While the result of the cut block was desirable -- Charles successfully took Cushing out of the play -- the collateral damage was not. Cushing was lost for the season with a torn knee ligament and broken fibula, and Charles later expressed remorse that Cushing got hurt, which certainly wasn't his intention. Cushing later tweeted at Charles, telling him that he knew he was just doing his job and that he had "nothing but respect" for his game.
Cushing is not alone.
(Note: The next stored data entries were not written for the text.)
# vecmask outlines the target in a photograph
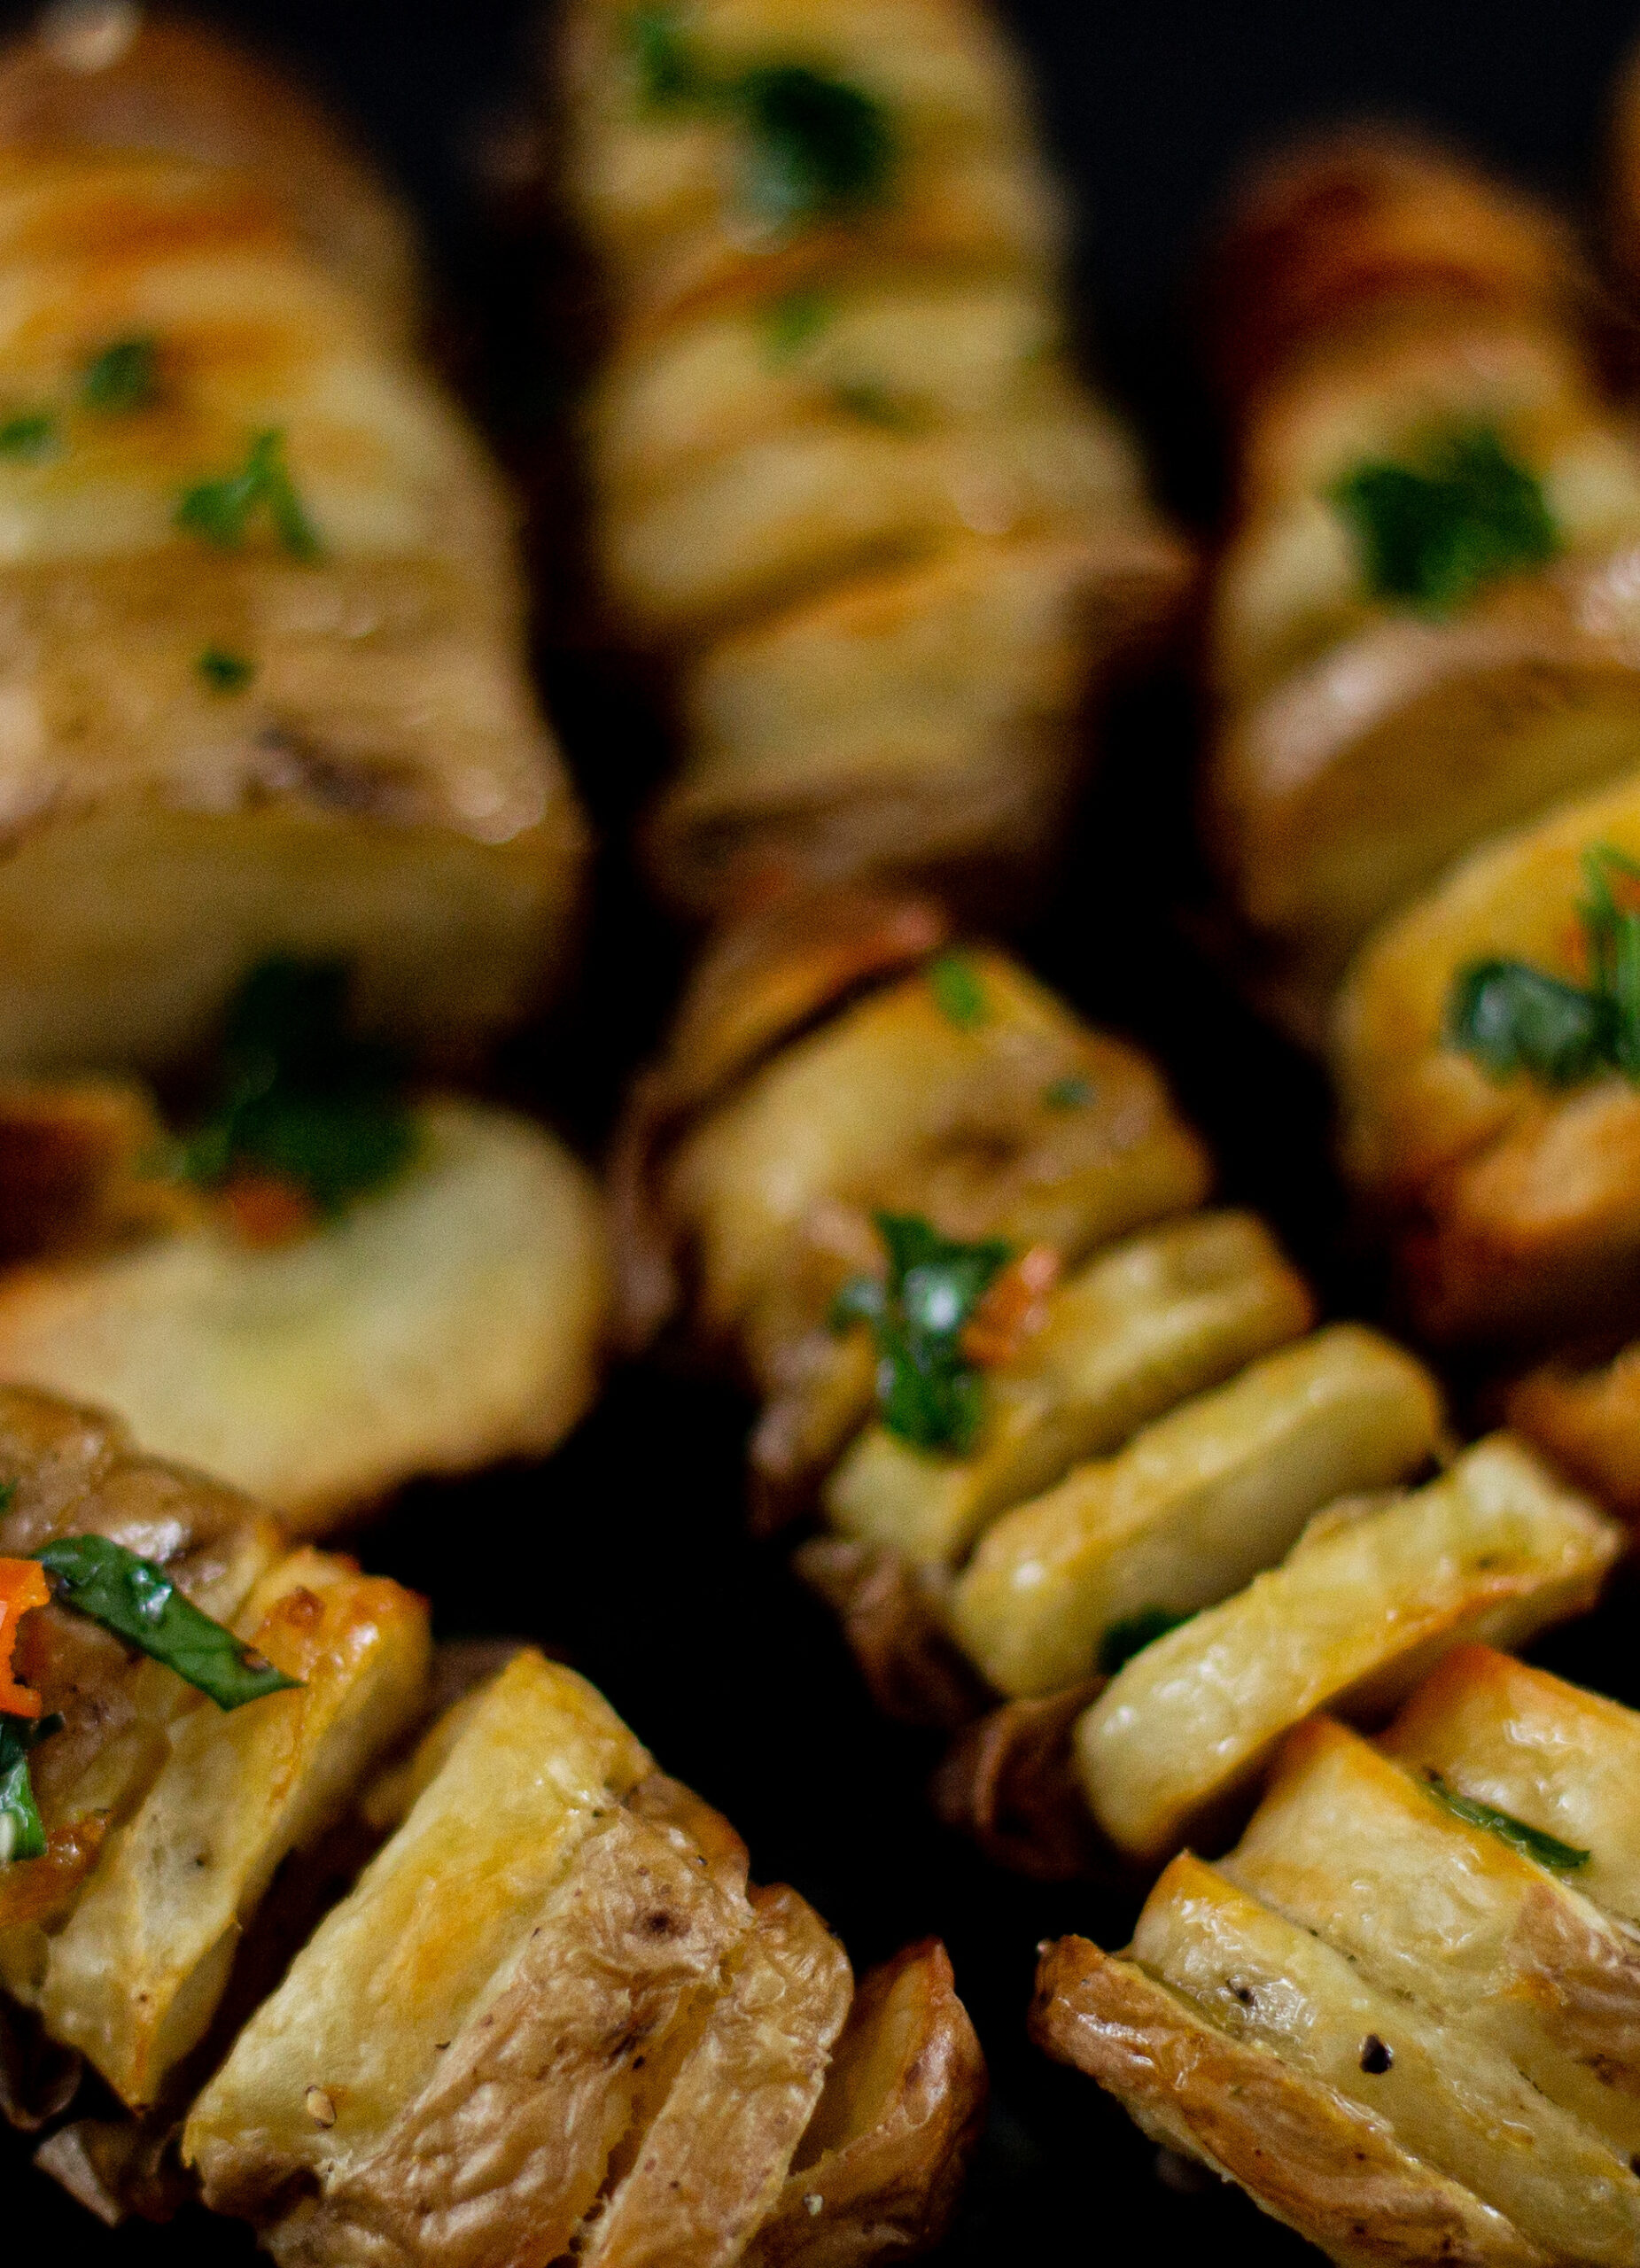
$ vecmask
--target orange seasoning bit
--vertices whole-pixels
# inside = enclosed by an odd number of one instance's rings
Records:
[[[236,1233],[249,1245],[294,1244],[319,1223],[319,1208],[282,1173],[236,1174],[222,1192]]]
[[[1033,1244],[986,1291],[962,1334],[962,1351],[982,1370],[1017,1362],[1047,1321],[1047,1295],[1064,1265],[1051,1244]]]
[[[18,1683],[12,1663],[24,1615],[51,1604],[51,1586],[37,1559],[0,1559],[0,1715],[37,1717],[44,1706]]]

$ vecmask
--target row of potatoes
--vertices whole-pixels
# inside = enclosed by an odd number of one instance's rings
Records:
[[[197,32],[0,56],[0,1571],[101,1538],[284,1681],[224,1712],[0,1588],[44,1841],[0,1861],[0,2107],[106,2218],[185,2167],[306,2268],[937,2241],[983,2100],[943,1952],[855,1992],[581,1681],[432,1658],[288,1541],[544,1453],[665,1331],[755,1394],[757,1517],[878,1697],[955,1736],[947,1818],[1166,1866],[1129,1956],[1045,1954],[1051,2053],[1341,2260],[1640,2262],[1640,1732],[1491,1651],[1621,1556],[1640,1371],[1539,1367],[1538,1448],[1465,1446],[947,910],[1041,871],[1191,577],[1071,366],[1014,58],[968,0],[577,0],[550,77],[603,596],[676,697],[646,853],[718,925],[607,1192],[344,1029],[477,1063],[587,848],[400,217]],[[1217,286],[1249,981],[1337,1036],[1420,1332],[1519,1370],[1629,1320],[1630,791],[1441,877],[1625,769],[1640,460],[1565,233],[1437,151],[1276,169]],[[178,1130],[138,1075],[184,1060]],[[80,2059],[119,2116],[69,2115]]]

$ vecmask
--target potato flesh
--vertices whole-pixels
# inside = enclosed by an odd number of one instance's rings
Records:
[[[1416,1495],[1322,1523],[1089,1708],[1076,1751],[1095,1819],[1135,1857],[1165,1856],[1314,1711],[1387,1708],[1464,1641],[1524,1643],[1592,1603],[1621,1543],[1506,1435]]]
[[[591,2268],[729,2268],[778,2199],[853,1998],[795,1891],[759,1891],[727,1986],[593,2225]]]
[[[1335,1896],[1356,1901],[1341,1859]],[[1329,1943],[1332,1938],[1334,1941]],[[1508,2056],[1386,1990],[1239,1877],[1176,1859],[1139,1917],[1131,1957],[1226,2038],[1279,2055],[1385,2119],[1426,2164],[1462,2182],[1555,2257],[1640,2260],[1640,2180]],[[1387,2067],[1364,2068],[1380,2041]]]
[[[1441,1425],[1411,1356],[1358,1325],[1319,1332],[1004,1513],[958,1581],[952,1628],[999,1692],[1074,1685],[1113,1624],[1224,1598],[1323,1505],[1408,1479]]]
[[[999,1512],[1295,1338],[1312,1314],[1305,1285],[1245,1213],[1135,1237],[1046,1304],[1018,1359],[987,1376],[978,1448],[931,1457],[873,1426],[826,1485],[835,1527],[913,1562],[955,1564]]]
[[[293,1553],[237,1628],[301,1690],[173,1725],[142,1809],[104,1844],[51,1941],[40,1993],[55,2036],[134,2107],[159,2098],[207,2028],[280,1860],[330,1823],[422,1705],[425,1607],[345,1562]]]
[[[683,1145],[671,1200],[698,1242],[709,1329],[773,1291],[828,1202],[1074,1255],[1202,1194],[1200,1146],[1147,1065],[1000,954],[965,959],[976,1025],[913,976],[795,1042]],[[1092,1090],[1084,1107],[1047,1099],[1066,1077]]]
[[[1640,1718],[1488,1647],[1450,1654],[1380,1745],[1589,1859],[1570,1877],[1640,1928]]]
[[[439,1103],[395,1183],[271,1250],[206,1226],[0,1281],[0,1369],[316,1532],[417,1472],[544,1451],[591,1398],[596,1192],[548,1137]]]
[[[1640,1518],[1640,1343],[1585,1367],[1560,1357],[1507,1392],[1505,1422],[1620,1518]]]
[[[1640,1946],[1570,1877],[1325,1720],[1294,1738],[1224,1866],[1510,2058],[1613,2149],[1640,2150]]]
[[[435,2071],[439,2042],[501,1990],[595,1814],[618,1805],[648,1762],[591,1687],[517,1656],[196,2103],[184,2154],[207,2194],[231,2202],[299,2167],[335,2182],[368,2163]],[[334,2125],[305,2107],[314,2086],[334,2105]]]

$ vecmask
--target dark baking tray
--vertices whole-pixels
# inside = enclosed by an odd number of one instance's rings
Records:
[[[800,14],[802,0],[789,4]],[[0,28],[29,12],[0,6]],[[573,295],[542,289],[541,247],[516,211],[498,225],[481,186],[538,12],[526,0],[216,0],[200,12],[300,66],[409,191],[433,247],[445,359],[549,500],[537,546],[541,678],[604,850],[577,998],[509,1050],[498,1079],[595,1153],[623,1080],[664,1029],[688,941],[649,906],[625,855],[660,760],[657,727],[579,626],[574,549],[550,524],[562,494],[553,428],[578,360],[564,312]],[[1011,0],[1003,12],[1035,59],[1077,193],[1090,353],[1144,431],[1162,493],[1201,528],[1220,461],[1183,309],[1192,257],[1238,163],[1302,125],[1420,119],[1592,215],[1613,76],[1640,28],[1623,0]],[[1226,1192],[1272,1217],[1335,1311],[1364,1310],[1380,1287],[1346,1232],[1319,1076],[1257,1025],[1192,942],[1195,732],[1182,669],[1122,700],[1066,875],[1021,943],[1088,1014],[1160,1054],[1216,1146]],[[1193,2268],[1207,2247],[1272,2268],[1316,2257],[1238,2195],[1159,2179],[1123,2114],[1030,2048],[1037,1941],[1076,1929],[1120,1944],[1131,1908],[999,1876],[932,1823],[921,1790],[934,1744],[873,1715],[781,1548],[745,1538],[747,1416],[727,1390],[628,1371],[549,1464],[414,1489],[361,1548],[431,1596],[443,1633],[525,1633],[564,1650],[670,1770],[737,1822],[759,1876],[795,1883],[859,1964],[908,1938],[944,1938],[995,2094],[943,2261],[1122,2258],[1141,2243],[1156,2268]],[[1632,1585],[1620,1585],[1542,1658],[1640,1702],[1635,1605]],[[243,2231],[199,2213],[105,2235],[9,2137],[0,2184],[8,2260],[193,2268],[253,2256]]]

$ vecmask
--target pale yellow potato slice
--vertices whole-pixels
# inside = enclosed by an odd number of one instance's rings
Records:
[[[1552,1835],[1587,1862],[1567,1879],[1640,1928],[1640,1716],[1488,1646],[1425,1679],[1380,1745],[1410,1772]]]
[[[1158,1638],[1076,1728],[1095,1819],[1135,1858],[1222,1826],[1315,1710],[1387,1710],[1452,1646],[1592,1604],[1622,1537],[1506,1434],[1416,1495],[1315,1523],[1279,1567]]]
[[[668,1201],[693,1232],[709,1333],[776,1300],[840,1205],[1074,1257],[1204,1193],[1201,1145],[1142,1057],[1003,954],[962,958],[975,1016],[955,1021],[927,971],[908,977],[795,1040],[681,1144]],[[830,1260],[805,1322],[852,1272]]]
[[[577,1853],[649,1768],[583,1680],[515,1656],[195,2104],[183,2151],[207,2200],[254,2210],[293,2174],[333,2190],[379,2164],[437,2089],[449,2043],[505,1992]],[[602,2178],[600,2163],[578,2216]]]
[[[757,1891],[724,1990],[593,2222],[588,2268],[729,2268],[779,2201],[854,1997],[793,1890]]]
[[[1279,1559],[1323,1505],[1409,1480],[1442,1423],[1420,1363],[1360,1324],[1333,1324],[1005,1512],[958,1580],[952,1627],[1001,1693],[1074,1685],[1114,1624],[1210,1606]]]
[[[40,1991],[54,2035],[135,2109],[205,2033],[275,1868],[339,1816],[424,1705],[424,1603],[346,1560],[292,1553],[237,1627],[299,1690],[177,1721],[141,1810],[51,1939]]]
[[[1131,1238],[1045,1308],[1017,1358],[987,1373],[975,1448],[930,1456],[872,1426],[822,1491],[834,1527],[917,1564],[955,1563],[997,1513],[1295,1339],[1314,1315],[1249,1213],[1192,1215]]]
[[[1386,1871],[1411,1858],[1396,1852]],[[1347,1906],[1364,1897],[1342,1852],[1334,1893]],[[1416,1895],[1397,1898],[1398,1920]],[[1640,2261],[1640,2180],[1626,2156],[1546,2101],[1494,2042],[1364,1973],[1330,1922],[1317,1935],[1261,1904],[1233,1864],[1175,1859],[1129,1958],[1227,2038],[1384,2119],[1545,2252],[1613,2268]]]
[[[439,1102],[399,1179],[271,1249],[225,1223],[0,1276],[0,1371],[315,1534],[423,1472],[545,1452],[593,1397],[610,1263],[552,1138]]]
[[[1294,1735],[1224,1868],[1508,2057],[1613,2149],[1640,2151],[1640,1941],[1574,1876],[1325,1718]]]
[[[1154,2140],[1239,2182],[1341,2268],[1548,2268],[1559,2257],[1425,2164],[1386,2118],[1268,2047],[1231,2039],[1182,1993],[1085,1938],[1044,1948],[1031,2031]]]

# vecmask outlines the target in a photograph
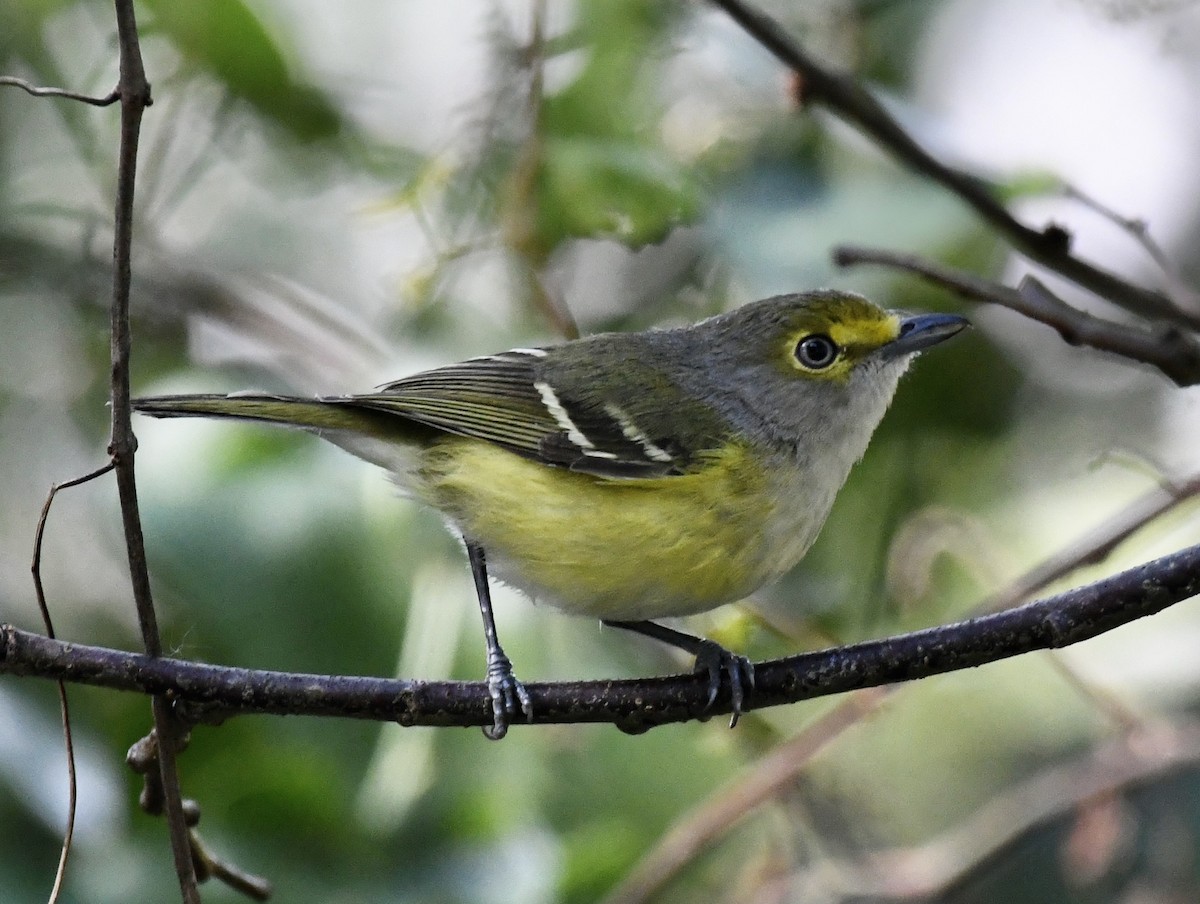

During a season in which Charles displayed all-around brilliance by racking up 1,980 yards from scrimmage and 19 touchdowns, his willingness to block in pass protection also left a positive impression on the men who coach him.
"He does a great job of running the ball; he does a great job of catching it," running back coach Eric Bieniemy said. "But one (area where) he's underappreciated is his ability to pick up a blitz."
Charles, who said his goal in pass protection is to keep his man occupied for three seconds, displayed his eagerness to block on plenty of other occasions, with one of the most memorable being the time he de-cleated Philadelphia safety Earl Wolff when he tried to test Charles on a blitz off the edge.
"You have to have motivation to do it -- you just have to be hungry," Charles said. "You just have to feel like you have to go knock their head off before they knock yours off. That's my job. I love contact."
Still, Charles' coaches say he's humble enough to understand he has room for improvement.
"He works at it," Chiefs coach Andy Reid said. "A lot of those guys don't work at it. He wants to do everything the best, and that's a part that you love about him as a football player."
According to Pro Football Focus, Charles' seven quarterback hurries allowed ties for ninth among the 15 running backs who played a minimum of 650 snaps, while his one quarterback hit allowed tied for fifth. He also gave up two sacks last season, which tied for 12th.
One of the sacks he allowed came when he was a tick late picking up a blitz by Dallas linebacker Bruce Carter. The other came when he was simply beaten with a very nice swim move by Cleveland linebacker D'Qwell Jackson.
To be fair, it's unclear how many times each back was asked to pass block, which obviously puts those who are asked to do that more often at a bit of a disadvantage. Regardless, Charles' coaches make it clear that he wants to be even better at it this season.
"He's working his tail off; that's the first thing I think of," said offensive coordinator Doug Pederson. "That's something he had to learn last year, and he's done a nice job. Give credit to Jamaal because he's taking pride in it."
Good thing, too, because in Reid's offense -- like most in an increasingly pass-happy league -- blocking isn't optional. And Charles has every intention keeping his coach happy.
"I try to teach the guys still in the locker room now that the coaches look for backs that on third down will help the quarterback throw the ball," Charles said. "If you can't block, you can't play. That's how it goes in our room."